Por ÁLVARO RODRÍGUEZ HERNÁNDEZ
- Secretaría de Movilidad
Pareciese que EL Instituto de Movilidad de Pereira (Tránsito, como se llamaba) estuviese sometida a una ´liposucción´ moral. A tener ´freno de mano´
Hace rato viene dando tumbos. De allí que se tramite una reingeniería por el bien de la organización, así salgan olores malucos de esa intervención.
Pero digámoslo en términos prácticos y duros: hay que frenar ese despelote que se ve venir. Ese horno con papas calientes, cuya temperatura quema el honor y el trabajo ejemplar de muchos funcionarios.
Pero no se puede dejar intronizar costumbres fétidas.
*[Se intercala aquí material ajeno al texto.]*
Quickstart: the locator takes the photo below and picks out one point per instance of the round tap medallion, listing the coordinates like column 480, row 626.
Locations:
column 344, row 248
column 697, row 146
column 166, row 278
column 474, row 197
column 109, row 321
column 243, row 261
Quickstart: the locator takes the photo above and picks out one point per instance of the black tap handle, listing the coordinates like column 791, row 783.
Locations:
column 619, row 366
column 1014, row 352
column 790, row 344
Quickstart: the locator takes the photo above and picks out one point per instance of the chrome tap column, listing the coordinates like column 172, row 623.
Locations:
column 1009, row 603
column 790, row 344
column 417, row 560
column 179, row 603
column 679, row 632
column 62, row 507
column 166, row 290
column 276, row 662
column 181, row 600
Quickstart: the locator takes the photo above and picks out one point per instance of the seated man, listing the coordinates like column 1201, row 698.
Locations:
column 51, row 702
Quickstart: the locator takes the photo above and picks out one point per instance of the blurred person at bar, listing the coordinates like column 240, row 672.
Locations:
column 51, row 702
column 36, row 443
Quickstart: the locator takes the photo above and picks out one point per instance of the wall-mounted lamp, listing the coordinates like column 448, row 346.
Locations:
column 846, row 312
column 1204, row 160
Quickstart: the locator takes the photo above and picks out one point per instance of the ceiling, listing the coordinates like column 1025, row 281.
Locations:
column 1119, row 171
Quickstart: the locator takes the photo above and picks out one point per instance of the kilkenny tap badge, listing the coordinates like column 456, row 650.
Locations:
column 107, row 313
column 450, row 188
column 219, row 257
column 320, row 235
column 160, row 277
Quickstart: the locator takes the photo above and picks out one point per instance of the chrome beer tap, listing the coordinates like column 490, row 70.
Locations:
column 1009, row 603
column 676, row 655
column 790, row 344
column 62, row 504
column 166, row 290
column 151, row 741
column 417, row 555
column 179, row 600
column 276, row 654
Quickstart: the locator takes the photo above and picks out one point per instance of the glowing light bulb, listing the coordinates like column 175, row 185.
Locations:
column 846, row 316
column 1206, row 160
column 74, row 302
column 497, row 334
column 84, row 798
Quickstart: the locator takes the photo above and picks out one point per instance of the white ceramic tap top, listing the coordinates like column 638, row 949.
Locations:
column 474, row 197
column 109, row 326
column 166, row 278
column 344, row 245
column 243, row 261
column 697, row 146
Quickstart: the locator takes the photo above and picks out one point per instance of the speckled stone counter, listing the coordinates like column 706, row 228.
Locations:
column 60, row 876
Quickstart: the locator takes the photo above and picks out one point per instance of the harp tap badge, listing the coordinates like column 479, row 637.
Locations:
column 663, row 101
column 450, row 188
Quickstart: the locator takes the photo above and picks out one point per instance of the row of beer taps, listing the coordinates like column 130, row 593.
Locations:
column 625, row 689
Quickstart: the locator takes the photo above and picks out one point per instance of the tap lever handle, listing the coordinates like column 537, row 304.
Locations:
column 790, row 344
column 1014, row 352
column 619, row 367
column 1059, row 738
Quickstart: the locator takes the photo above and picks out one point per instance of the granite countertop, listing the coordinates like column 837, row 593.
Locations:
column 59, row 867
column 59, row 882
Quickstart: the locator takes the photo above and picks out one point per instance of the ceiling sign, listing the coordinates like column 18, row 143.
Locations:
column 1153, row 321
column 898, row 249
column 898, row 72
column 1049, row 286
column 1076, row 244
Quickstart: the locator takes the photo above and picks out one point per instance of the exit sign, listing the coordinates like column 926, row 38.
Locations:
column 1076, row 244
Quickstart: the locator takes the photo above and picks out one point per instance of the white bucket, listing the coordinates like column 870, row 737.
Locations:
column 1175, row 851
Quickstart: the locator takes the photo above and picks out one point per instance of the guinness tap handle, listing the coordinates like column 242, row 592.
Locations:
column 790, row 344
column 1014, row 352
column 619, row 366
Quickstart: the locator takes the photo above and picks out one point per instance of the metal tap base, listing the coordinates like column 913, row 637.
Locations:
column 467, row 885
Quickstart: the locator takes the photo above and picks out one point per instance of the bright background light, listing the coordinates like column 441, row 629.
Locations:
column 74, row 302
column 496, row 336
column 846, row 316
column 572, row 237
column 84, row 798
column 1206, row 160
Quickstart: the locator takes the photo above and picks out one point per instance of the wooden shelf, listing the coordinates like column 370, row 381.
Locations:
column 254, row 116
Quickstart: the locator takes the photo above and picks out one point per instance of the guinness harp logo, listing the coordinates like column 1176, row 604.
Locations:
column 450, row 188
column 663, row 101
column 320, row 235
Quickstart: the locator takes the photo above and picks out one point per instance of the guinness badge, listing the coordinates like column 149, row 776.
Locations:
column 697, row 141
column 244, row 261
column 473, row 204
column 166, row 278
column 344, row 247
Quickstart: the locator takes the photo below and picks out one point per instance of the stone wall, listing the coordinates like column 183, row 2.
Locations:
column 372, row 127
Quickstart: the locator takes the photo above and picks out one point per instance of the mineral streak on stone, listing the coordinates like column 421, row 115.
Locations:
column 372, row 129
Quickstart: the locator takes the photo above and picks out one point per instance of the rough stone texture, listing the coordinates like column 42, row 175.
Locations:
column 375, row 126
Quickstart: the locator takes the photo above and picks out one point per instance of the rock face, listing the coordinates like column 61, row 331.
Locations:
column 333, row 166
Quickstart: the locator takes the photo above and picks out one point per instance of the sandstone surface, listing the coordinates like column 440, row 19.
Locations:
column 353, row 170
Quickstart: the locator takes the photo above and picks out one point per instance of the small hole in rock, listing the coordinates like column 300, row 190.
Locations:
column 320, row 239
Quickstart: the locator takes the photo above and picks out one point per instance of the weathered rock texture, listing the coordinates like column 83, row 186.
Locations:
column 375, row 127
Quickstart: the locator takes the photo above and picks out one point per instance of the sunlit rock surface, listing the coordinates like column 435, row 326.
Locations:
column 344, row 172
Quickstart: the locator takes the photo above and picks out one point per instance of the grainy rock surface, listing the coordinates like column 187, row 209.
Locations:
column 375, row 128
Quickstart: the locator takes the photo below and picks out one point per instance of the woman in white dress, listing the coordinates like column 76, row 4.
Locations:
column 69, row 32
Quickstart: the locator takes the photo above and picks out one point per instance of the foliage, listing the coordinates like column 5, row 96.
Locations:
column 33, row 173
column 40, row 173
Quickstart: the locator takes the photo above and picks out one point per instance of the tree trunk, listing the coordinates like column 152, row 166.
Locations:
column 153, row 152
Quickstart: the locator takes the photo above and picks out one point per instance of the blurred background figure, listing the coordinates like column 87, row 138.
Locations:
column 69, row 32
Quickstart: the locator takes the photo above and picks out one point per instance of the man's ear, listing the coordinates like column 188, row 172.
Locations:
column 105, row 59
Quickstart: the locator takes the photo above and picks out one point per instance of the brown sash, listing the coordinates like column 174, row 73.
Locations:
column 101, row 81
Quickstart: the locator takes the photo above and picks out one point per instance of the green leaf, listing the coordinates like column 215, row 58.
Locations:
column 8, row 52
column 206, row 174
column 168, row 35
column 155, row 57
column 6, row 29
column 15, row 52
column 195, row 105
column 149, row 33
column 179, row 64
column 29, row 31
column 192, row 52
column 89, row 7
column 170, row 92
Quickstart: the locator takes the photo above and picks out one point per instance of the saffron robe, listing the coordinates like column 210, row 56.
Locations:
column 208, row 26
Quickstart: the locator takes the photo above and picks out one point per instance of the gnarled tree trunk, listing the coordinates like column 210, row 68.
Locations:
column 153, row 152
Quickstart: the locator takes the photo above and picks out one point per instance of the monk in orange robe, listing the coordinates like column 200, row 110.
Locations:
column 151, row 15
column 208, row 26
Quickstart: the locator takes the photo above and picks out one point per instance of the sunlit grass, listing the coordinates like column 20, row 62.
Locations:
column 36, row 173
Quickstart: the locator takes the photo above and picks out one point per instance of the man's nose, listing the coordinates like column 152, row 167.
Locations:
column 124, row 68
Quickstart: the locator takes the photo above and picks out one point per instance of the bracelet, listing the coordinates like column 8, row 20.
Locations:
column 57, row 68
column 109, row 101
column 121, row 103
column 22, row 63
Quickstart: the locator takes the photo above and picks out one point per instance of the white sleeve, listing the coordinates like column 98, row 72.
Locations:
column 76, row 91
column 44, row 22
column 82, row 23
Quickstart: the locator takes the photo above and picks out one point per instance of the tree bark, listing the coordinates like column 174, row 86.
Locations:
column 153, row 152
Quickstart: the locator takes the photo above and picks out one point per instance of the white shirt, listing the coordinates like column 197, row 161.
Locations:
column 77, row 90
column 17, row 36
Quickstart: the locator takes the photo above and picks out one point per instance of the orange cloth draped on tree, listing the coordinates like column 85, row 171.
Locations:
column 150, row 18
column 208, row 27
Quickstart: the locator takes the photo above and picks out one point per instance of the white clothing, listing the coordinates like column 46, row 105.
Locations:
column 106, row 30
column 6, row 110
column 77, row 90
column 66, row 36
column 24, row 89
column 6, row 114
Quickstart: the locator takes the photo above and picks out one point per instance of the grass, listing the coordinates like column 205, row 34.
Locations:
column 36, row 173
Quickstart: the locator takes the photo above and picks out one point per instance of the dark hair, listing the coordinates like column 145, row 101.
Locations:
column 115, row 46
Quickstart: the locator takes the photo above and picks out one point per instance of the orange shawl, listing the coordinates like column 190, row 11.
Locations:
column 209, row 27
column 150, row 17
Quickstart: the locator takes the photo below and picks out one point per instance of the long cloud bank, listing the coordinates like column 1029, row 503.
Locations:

Hemos oído hablar del actual director, Emerson Jaimes– a quien no conocemos – pero esperamos resultados dignos. Que reviente pus y que reciba todo el apoyo y el acompañamiento del gobierno. El respaldo íntegro del Alcalde Salazar, empeñado en limpiar la cañería. En destapar y darle dirección a esta entidad, que esperemos no resulte ´pinchada´ por malas prácticas.
Es un deber de los buenos funcionarios,del propio Concejo de la ciudad, acompañar procesos en bien de esa otrora poderosa institución. ¡Eso esperamos! De resto: es meter reversa moral en una entidad que no se puede dejar estrellar.
2-. COMFAMILIAR
Hace rato viene en zig -zag, la Caja de Compensación Familiar del Risaralda. Desde que un Ministro necio y polituquero él, decidió meterle la mano y ensuciar al Consejo directivo con fichas señaladas. Y, ahí, ¡fue Troya!
Pareciese una retaliación ante las demandas por acoso laboral instauradas por el director actual, el ex banquero, Luis Fernando Acosta.
Pésima labor hacen, quienes se empeñan en colocar trabas a su gestión en pos de victorias pírricas y hacerse a un poder alterado.
Hace rato soplan vientos huracanados de vindicta. De cobros anticipados y de buscar acomodos, como quien busca entre los resquicios de la ley, sobras legales, para alterar decisiones.
Hay subidos tonos morales, que en vez de hacer claridad sobre lo que acontece hacia su interior, pareciese que la riña busca “imponer director”.
Apurar un proceso de selección atropellado que “busca elegir una persona idónea, de las mejores calidades y cualidades, tanto personales como profesionales y sociales para el bienestar de los trabajadores risaraldenses y sus familias”. ¿Acaso, no las tiene el doctor Luis Fernando Acosta? Cuántos de los 6 que claman relevo, ¿no votaron por él antes?
¡Pobre COMFAMILIAR! Y, pensar, que la función no termina y los gritos del circo, busca aplausos para simular en la prórroga – como todo pareciese indicar – “sin que se considere una remoción”.
Dos papas calientes, ¿pero a qué costo? Preguntamos en esta opinión dominical cuando asoma febrero.